Brendan O'Connor: 'Zombie Leo meets the people'
Once seen, it can never be unseen. It's one of the most uncomfortable things you'll ever watch, like a particularly cringey scene from The Office multiplied by 10. It makes David Brent look like George Clooney. It actually makes Enda Kenny high-fiving his way around the country on election campaigns seem rather dignified and sophisticated. It almost makes Enda's air guitar moment at Bruce look cool.
Leo admits he's not great at the whole campaigning thing of talking to strangers. He's a guy who thinks it's weird to go to funerals of people you don't know. In other words, Leo is a person who thinks too much for election campaigns - too much self-awareness, or self-consciousness. And Leo never really had to campaign beyond his local hood of Castleknock and environs. He is a Taoiseach who has never had to win an election. He barely had to campaign to become leader of Fine Gael. Murph and co had the numbers all sewn up practically before Leo announced.
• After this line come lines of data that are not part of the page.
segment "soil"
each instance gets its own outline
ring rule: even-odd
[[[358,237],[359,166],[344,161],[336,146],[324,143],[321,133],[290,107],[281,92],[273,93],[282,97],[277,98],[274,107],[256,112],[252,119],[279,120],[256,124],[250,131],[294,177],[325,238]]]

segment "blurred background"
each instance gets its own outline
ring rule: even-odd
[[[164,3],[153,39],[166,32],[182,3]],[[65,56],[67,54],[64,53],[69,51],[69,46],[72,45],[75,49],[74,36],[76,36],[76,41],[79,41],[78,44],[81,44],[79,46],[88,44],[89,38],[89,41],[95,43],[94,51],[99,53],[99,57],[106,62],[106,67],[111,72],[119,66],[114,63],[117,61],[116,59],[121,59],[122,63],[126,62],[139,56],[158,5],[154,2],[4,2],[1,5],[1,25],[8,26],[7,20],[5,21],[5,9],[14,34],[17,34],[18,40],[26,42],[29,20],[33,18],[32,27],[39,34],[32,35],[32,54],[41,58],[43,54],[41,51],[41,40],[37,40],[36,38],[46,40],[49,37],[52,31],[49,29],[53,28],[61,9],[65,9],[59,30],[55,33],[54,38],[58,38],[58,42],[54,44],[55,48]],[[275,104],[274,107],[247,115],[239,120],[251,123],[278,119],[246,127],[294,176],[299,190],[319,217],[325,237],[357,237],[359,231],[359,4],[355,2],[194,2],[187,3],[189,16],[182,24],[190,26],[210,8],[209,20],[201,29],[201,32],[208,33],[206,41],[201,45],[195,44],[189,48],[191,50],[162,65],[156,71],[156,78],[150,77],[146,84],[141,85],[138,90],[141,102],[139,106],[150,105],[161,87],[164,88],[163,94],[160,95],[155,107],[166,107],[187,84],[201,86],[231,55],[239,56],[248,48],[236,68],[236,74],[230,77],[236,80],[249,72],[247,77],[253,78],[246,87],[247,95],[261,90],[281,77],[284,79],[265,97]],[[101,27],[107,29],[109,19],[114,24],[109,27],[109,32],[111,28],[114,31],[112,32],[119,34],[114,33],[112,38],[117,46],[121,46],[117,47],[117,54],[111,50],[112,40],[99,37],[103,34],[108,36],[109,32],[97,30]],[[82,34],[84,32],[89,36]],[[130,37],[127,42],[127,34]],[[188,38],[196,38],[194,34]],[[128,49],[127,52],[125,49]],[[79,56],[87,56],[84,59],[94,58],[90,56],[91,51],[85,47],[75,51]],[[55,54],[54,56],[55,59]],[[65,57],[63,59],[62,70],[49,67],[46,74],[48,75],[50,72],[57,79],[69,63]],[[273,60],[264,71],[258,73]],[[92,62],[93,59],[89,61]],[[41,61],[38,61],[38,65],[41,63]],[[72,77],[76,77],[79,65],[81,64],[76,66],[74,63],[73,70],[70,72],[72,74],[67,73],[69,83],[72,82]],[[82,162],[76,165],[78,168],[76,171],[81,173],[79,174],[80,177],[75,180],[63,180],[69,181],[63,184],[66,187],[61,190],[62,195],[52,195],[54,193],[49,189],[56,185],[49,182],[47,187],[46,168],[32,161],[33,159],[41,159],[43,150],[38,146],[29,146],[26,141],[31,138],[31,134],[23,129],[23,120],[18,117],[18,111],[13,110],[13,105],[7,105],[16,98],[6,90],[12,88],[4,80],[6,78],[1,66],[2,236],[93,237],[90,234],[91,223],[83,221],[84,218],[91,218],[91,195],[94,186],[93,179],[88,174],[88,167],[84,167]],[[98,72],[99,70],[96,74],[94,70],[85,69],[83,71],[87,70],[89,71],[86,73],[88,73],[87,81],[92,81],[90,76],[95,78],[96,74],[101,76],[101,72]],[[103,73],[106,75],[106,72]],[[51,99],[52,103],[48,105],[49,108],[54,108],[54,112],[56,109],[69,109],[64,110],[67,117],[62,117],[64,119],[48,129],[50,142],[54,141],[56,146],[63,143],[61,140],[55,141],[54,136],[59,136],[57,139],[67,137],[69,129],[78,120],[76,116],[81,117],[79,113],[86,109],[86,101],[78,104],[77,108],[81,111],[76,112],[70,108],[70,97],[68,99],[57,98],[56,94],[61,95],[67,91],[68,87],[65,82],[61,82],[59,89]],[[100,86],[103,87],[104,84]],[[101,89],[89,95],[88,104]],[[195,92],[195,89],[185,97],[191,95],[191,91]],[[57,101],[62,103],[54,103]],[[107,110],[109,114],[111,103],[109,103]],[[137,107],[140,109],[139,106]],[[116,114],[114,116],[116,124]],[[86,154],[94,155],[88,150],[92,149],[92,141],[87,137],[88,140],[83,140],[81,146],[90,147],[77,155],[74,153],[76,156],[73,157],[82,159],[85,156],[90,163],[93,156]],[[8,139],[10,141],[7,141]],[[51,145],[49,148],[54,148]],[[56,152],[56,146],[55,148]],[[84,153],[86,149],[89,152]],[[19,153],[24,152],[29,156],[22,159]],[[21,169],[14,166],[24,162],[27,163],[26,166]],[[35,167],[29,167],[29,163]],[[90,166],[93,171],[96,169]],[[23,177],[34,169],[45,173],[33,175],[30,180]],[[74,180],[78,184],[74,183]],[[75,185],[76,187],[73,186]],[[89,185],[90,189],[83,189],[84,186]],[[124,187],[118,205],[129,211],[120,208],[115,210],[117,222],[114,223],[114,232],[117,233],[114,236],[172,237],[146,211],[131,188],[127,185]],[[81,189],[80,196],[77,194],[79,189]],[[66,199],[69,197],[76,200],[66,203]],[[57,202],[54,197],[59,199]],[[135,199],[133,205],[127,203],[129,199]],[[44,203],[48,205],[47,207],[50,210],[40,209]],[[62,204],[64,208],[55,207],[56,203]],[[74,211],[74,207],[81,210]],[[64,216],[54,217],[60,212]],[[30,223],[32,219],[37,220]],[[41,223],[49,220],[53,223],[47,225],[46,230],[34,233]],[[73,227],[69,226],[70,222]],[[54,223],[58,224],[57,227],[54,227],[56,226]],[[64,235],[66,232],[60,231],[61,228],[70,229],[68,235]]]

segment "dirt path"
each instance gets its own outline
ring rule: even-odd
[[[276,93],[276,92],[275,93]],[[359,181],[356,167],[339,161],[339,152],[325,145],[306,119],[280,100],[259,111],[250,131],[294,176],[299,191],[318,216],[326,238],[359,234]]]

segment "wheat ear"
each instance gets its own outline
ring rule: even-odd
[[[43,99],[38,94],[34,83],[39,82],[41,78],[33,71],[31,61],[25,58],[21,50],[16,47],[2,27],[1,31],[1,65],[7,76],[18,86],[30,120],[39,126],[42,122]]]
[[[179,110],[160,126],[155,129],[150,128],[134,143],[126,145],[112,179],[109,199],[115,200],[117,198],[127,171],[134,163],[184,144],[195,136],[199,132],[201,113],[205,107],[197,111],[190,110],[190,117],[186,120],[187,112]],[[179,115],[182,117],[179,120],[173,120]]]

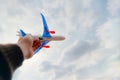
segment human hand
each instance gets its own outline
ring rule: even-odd
[[[41,42],[31,34],[27,34],[25,37],[20,37],[18,40],[18,46],[23,52],[24,59],[29,59],[33,56],[34,51],[40,47]]]

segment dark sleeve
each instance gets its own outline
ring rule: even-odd
[[[0,51],[9,64],[13,72],[23,62],[23,54],[21,49],[16,44],[0,45]]]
But last week, Leo had to go down the country and face the real people of Ireland. Cork was, to put it kindly, a disaster. He was called names - 'Vegan', there were tractors, bulls, meetings disrupted. It all came as a bit of a shock to him.
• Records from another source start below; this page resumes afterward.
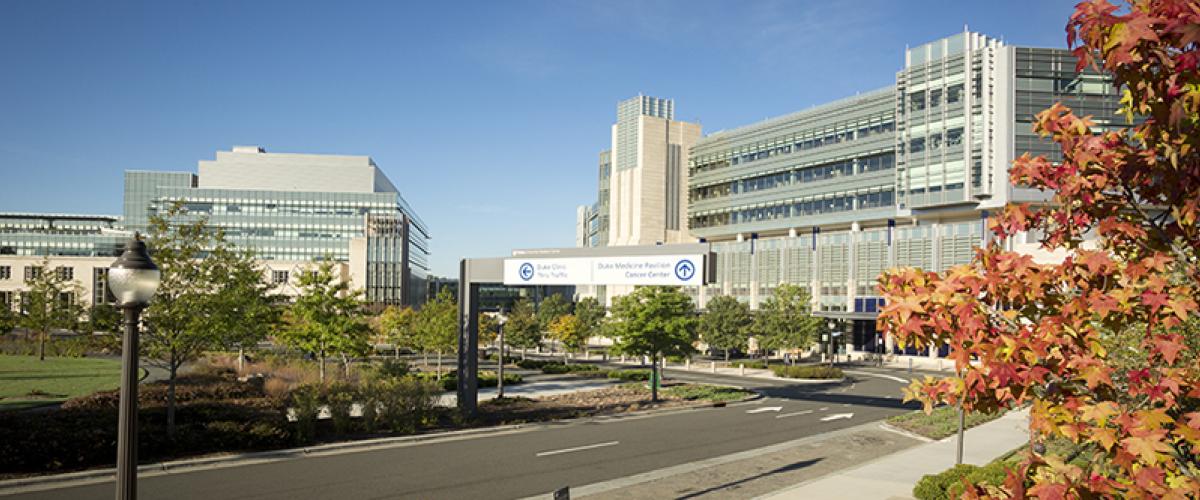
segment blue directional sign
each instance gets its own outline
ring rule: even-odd
[[[692,264],[691,260],[683,259],[676,264],[676,277],[679,278],[679,281],[685,282],[691,279],[694,275],[696,275],[696,265]]]

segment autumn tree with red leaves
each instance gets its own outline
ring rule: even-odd
[[[1129,125],[1096,132],[1062,104],[1038,114],[1063,159],[1025,155],[1010,177],[1054,199],[994,217],[997,237],[971,264],[884,273],[880,324],[904,344],[952,347],[960,376],[906,390],[926,410],[1031,404],[1033,435],[1085,458],[1031,451],[967,498],[1196,498],[1200,2],[1082,2],[1067,37],[1076,70],[1112,76]],[[1028,230],[1062,263],[1006,251]]]

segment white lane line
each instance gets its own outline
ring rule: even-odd
[[[574,451],[583,451],[583,450],[592,450],[592,448],[602,448],[605,446],[616,446],[619,442],[620,441],[596,442],[594,445],[576,446],[574,448],[544,451],[544,452],[536,453],[534,456],[535,457],[550,457],[552,454],[570,453],[570,452],[574,452]]]
[[[856,369],[847,369],[845,372],[850,373],[852,375],[866,375],[866,376],[875,376],[877,379],[895,380],[895,381],[898,381],[900,384],[908,384],[910,382],[910,380],[907,380],[907,379],[901,379],[899,376],[892,376],[892,375],[884,375],[882,373],[859,372],[859,371],[856,371]]]

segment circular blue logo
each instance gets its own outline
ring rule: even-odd
[[[692,276],[696,276],[696,265],[692,264],[691,260],[683,259],[676,264],[676,277],[679,278],[679,281],[685,282],[691,279]]]

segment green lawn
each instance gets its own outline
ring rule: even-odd
[[[0,411],[60,403],[116,388],[121,363],[91,357],[0,355]]]
[[[964,428],[970,429],[980,423],[990,422],[1000,418],[1001,415],[1003,415],[1002,411],[995,414],[967,414]],[[954,406],[937,406],[930,415],[917,410],[890,417],[888,418],[888,423],[929,439],[949,438],[959,432],[959,409]]]

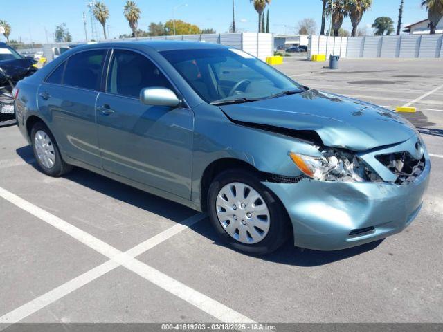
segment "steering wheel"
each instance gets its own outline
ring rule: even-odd
[[[239,88],[242,85],[246,84],[247,86],[250,84],[251,80],[248,79],[242,80],[241,81],[237,82],[235,85],[233,86],[233,89],[230,89],[230,91],[229,91],[229,94],[228,95],[233,95],[235,91],[238,91],[238,88]]]

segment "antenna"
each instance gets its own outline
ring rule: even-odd
[[[98,33],[97,32],[97,24],[94,17],[94,6],[96,1],[92,1],[87,3],[87,6],[89,8],[89,16],[91,17],[91,39],[98,41]]]

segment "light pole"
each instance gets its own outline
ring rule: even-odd
[[[233,0],[233,33],[235,33],[235,8],[234,5],[234,0]]]
[[[175,11],[180,7],[186,7],[188,3],[182,3],[181,5],[176,6],[172,8],[172,25],[174,26],[174,35],[175,36]]]
[[[86,29],[86,16],[84,16],[84,13],[83,13],[83,25],[84,26],[84,38],[86,38],[86,42],[88,42],[88,33]]]

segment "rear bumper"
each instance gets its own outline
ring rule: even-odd
[[[296,246],[335,250],[401,232],[419,212],[430,172],[426,158],[422,174],[404,185],[309,179],[298,183],[263,184],[286,208]],[[361,232],[364,230],[367,231]],[[351,232],[357,234],[350,235]]]

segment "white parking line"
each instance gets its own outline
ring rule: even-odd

Imagine his relief then, when he hit Limerick, and he saw a busker, playing modern music. Here was something a modern Taoiseach could relate to. So over he went, flanked by Sean Kelly MEP, with whom Leo probably doesn't have much in common. The first thing you'll notice is the fixed grin plastered on Leo's face, trying to convince us, and himself, that he is enjoying this. And then, horror of horrors, as the busker James McKelvey sings Zombie by The Cranberries, Leo joins in.
You had to wonder if the real Leo had been replaced by some kind of zombie Enda Kenny. But that's not the really bad bit. The really bad bit is what happens when the song ends. Leo turns to the busker and tells him he's good. "And I don't do bulls**t," says Leo.
Now that is a very debatable statement. Ruth Morrissey for one, who ended up in court despite Leo promising that she - or women like her - never would, might disagree. Indeed, there are a list of people who might disagree, from children living in hotels to bereaved families in Waterford.
But that's almost beside the point. It's the awful attempt to be the cool teacher, the boss who's just one of the guys, that is unbearable.
And, of course, it goes without saying that anyone who doesn't do bulls**t doesn't go around saying, "I don't do bulls**t". Please Leo, don't ever try and be down with the kids or a man of the people again. We know your limitations. People who like you, like you for who you are. There's no need to do this bulls**t.